In the event that the death falls under the jurisdiction of the Medical Examiner, in addition to the consent of the next of kin, it will be necessary to obtain consent from the Medical Examiner's Office for removal of specified organs and tissues. In order to ensure that the donation takes place in a smooth and timely manner, it is important that the Medical Examiner is involved early in the process. Obtaining such consent will be the responsibility of The Network or tissue bank recovery team and documented in the Physician Progress Note. Normal hospital protocol will be followed when reporting a death.
....."
1. Review of the medical record of Patient #1:
a. The "Hospital Course of Treatment" section stated: The patient was scheduled for transfer to --- 6/28. On 6/27 the patient did not report increase in depression or feeling suicidal, but approximately 4:40 was found on floor in bathroom with shoelaces tied around neck.

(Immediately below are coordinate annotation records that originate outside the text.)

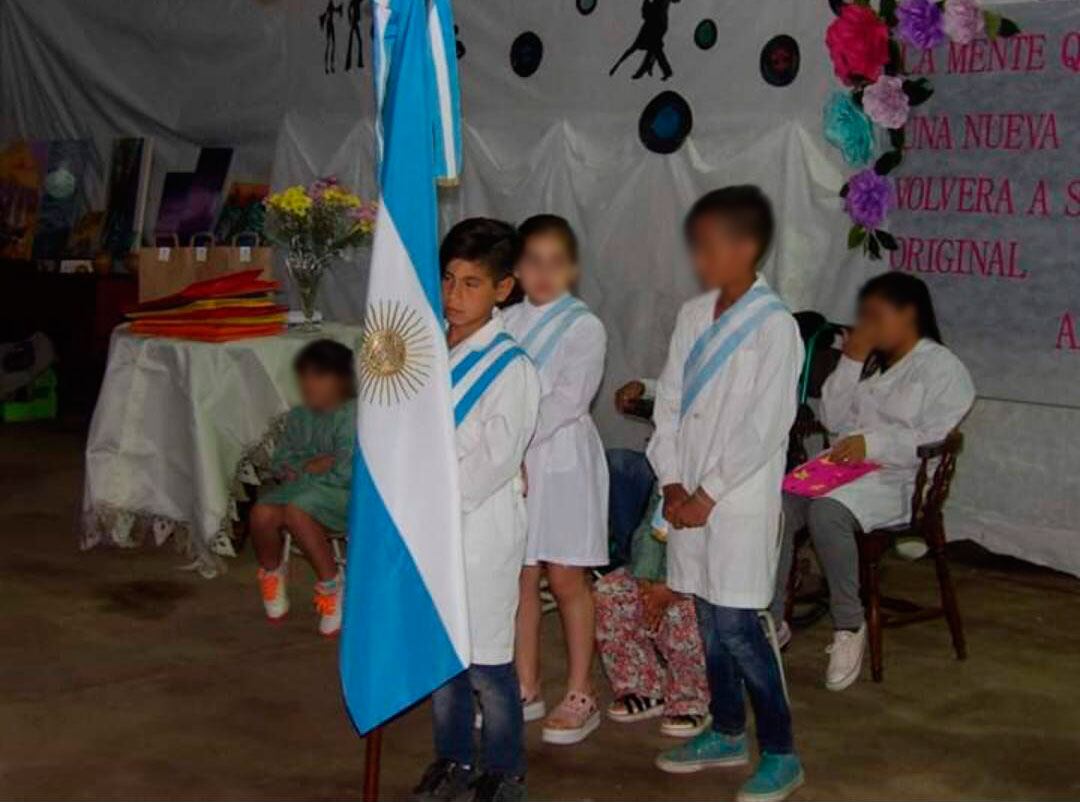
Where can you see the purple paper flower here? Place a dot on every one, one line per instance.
(886, 103)
(869, 199)
(963, 21)
(920, 24)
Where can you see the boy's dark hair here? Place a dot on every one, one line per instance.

CPR was started, code team and rescue squad called, but patient did not respond to resuscitation. The entry was authenticated by a physician on 6/28/17 at 8:22 AM.
b. An "ADDENDUM" authenticated by the physician on 6/27/17 at 5:22 PM stated: "Patient found by staff laying in bathroom behind closed door with shoelaces tied around neck, appearing blue. Shoelaces cut off, CPR started, 911 called and rescue squad came. So far no response to CPR after about 10-15 minutes, and now continued with ambulance squad.
Per staff last conversed with patient about 4:35, found about 4:40, code team came 1-2 minutes later. I spoke with patient's father _____ ______, (phone number) about 5:15, informed him of incident, that paramedics were doing CPR at this time."
c. An "ADDENDUM" authenticated by the physician on 6/27/17 at 5:28 PM stated: "Patient declared dead and medical examiner called -- I notified father."
(i) There was no documentation in the medical record that anyone in the patient's family was informed of his/her options to donate organs, tissues, or eyes, or to decline to donate.
(ii) Administrator #2 agreed with the findings.
B. Based on interview with administrative staff, it was determined that the facility did not have a QAPI (Quality Assurance Performance Improvement) mechanism to ensure that the families of all potential donors are informed of their options to donate organs, tissues, or eyes, or to decline to donate.
Findings include:
1. A request was made of Administrator #2 for evidence of a QAPI mechanism designed to ensure that the families of all potential donors are informed of their options to donate organs, tissues, or eyes, or to decline to donate. He/she stated that there was no such mechanism.
2. Review of the medical record of Patient #1 indicated that the patient expired at the facility. There was no documentation that the patient's family was informed of their options to donate organs, tissues, or eyes, or to decline to donate.